Eureka before the bathtub
Wednesday, January 21 2004
setting: rural Hurley, Ulster County, New York
I figured I needed some sort of bootable mechanical drive for the Vaio, since otherwise it seemed unlikely that I'd ever be able to upgrade its hard drive. So I spent more time than I'd care to admit poking around on Ebay trying to find suitable (and suitably cheap) equipment. I also went to Staples and bought a USB floppy drive, but (as I later learned after an exhaustive web search), a Vaio will not boot from a non-Sony floppy drive.
Later today I had a Eureka! moment just before stepping into the bathtub. What if I swapped in the new hard drive into some other laptop, one with a CD-ROM drive, and installed an operating system on it that way? I could then take it out, put it in the Vaio, and it would probably boot! (Sure, it would bother me about all the devices it was discovering, but that would stop eventually.) This turned out to be the perfect solution to my problem, although I didn't manage to arrive at it quite as elegantly as I hoped I would. I installed the hard drive too prematurely in the process and had to rip the Vaio open yet another time to extract it and begin again
Doing all this opening and closing of the Vaio made me nervous, because of the obvious fragility of all the tiny parts inside. To get the hard drive out requires you to remove all the screws from the bottom, pull off four small pieces of plastic from around the display hinge, remove three more screws from the top surface, and then pull the two halves of the case apart, being careful not to damage four or five sets of fragile cables connecting the two together. I had a real scare this evening with the hard drive's cable (which is one of those transparent plastic membranes with a circuit pattern printed on it) came loose from its moorings. At first I feared I'd ripped it out permanently, but all I'd really done was discover yet another tiny proprietary connector.
I'd been feeling a strange alienation from my laptop ever since I discovered that I couldn't delete crap such as MSN Gaming Zone, Frontpage, Outlook Express, and NetMeeting from my installation of Windows XP. I consider those applications to be unnecessary burdens and insults to my intelligence. I will never use them, so why should I have to carry them everywhere I go with my laptop? They are taking up room for things I do want to carry! Tonight, though, I finally learned how to disable the confounded System File Protection in Windows XP. It's a tricky procedure requiring a hex editor. What you end up doing is replacing some assembly language instructions in an insidious Windows XP dæmon with NOPs, thereby rendering it inert. After that, all those nasty folders in Program Files can simply be deleted - and they never grow back!

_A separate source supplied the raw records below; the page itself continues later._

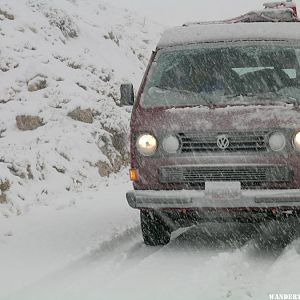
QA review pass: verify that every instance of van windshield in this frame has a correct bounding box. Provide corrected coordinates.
[141,42,300,107]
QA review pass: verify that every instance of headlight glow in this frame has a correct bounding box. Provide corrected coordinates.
[293,131,300,151]
[136,134,157,156]
[269,132,286,151]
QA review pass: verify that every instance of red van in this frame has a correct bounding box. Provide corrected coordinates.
[121,2,300,246]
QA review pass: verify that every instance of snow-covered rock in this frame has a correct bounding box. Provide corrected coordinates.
[0,0,163,216]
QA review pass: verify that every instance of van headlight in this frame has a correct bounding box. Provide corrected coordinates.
[269,132,286,151]
[293,131,300,151]
[136,134,157,156]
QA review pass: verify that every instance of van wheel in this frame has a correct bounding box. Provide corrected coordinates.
[141,211,172,246]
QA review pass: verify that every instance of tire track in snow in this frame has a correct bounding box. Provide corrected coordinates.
[4,220,300,300]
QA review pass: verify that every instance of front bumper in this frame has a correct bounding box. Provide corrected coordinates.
[126,189,300,210]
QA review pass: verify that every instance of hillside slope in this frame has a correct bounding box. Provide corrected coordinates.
[0,0,163,216]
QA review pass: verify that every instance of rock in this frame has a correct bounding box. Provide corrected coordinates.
[27,75,47,92]
[16,115,45,131]
[96,161,113,177]
[68,107,94,124]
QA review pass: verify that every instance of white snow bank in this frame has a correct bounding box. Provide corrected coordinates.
[0,0,162,216]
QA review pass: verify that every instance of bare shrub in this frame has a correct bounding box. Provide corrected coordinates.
[16,115,45,131]
[68,107,94,124]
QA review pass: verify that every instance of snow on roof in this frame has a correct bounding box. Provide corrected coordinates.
[157,22,300,49]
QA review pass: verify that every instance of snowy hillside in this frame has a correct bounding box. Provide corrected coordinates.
[0,0,163,215]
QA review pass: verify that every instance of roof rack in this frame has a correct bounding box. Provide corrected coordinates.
[183,0,300,26]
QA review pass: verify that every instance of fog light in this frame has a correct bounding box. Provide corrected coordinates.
[293,131,300,151]
[163,135,180,153]
[269,132,286,151]
[129,169,138,181]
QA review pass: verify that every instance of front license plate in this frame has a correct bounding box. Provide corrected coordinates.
[205,181,241,201]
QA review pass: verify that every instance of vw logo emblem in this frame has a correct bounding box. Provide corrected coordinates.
[217,135,229,150]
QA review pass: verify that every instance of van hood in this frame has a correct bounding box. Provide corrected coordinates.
[132,104,300,132]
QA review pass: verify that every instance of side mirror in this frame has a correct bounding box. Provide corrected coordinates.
[120,83,134,106]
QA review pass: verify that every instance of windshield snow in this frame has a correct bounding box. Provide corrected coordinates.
[142,42,300,107]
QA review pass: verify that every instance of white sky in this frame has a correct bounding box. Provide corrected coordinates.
[109,0,300,25]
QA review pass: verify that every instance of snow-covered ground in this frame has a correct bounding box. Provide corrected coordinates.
[0,172,300,300]
[0,0,300,300]
[0,0,163,216]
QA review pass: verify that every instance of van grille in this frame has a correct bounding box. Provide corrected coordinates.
[178,131,269,153]
[160,165,292,184]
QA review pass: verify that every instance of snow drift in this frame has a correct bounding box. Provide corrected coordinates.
[0,0,162,216]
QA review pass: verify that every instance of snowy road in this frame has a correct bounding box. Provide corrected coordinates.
[0,172,300,300]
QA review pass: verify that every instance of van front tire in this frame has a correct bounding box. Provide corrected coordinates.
[141,211,171,246]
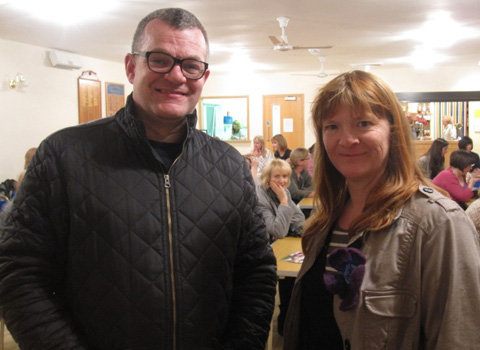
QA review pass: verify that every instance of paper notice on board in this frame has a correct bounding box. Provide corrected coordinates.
[473,109,480,132]
[283,118,293,132]
[272,105,282,135]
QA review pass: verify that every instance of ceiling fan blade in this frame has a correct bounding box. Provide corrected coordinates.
[292,46,333,50]
[269,35,287,45]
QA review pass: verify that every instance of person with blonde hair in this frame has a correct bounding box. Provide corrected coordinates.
[257,159,305,240]
[250,135,272,175]
[288,147,313,203]
[442,115,457,141]
[272,134,292,160]
[284,71,480,350]
[257,159,305,335]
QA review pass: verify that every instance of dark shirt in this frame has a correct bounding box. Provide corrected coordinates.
[299,231,343,350]
[273,148,292,160]
[149,140,183,171]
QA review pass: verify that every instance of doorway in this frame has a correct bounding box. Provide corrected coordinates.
[263,94,305,154]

In other news, Gretchen and I have been watching lots of the BBC dramatization of All Creatures Great and Small on DVD. I vaguely remember most of the episodes from when they appeared on PBS, but it's fun to see them again. Back when I saw them the first time, I didn't have much understanding of such adult rituals as womanizing, getting drunk, and (perhaps most relevant to my present predicament) making housecalls.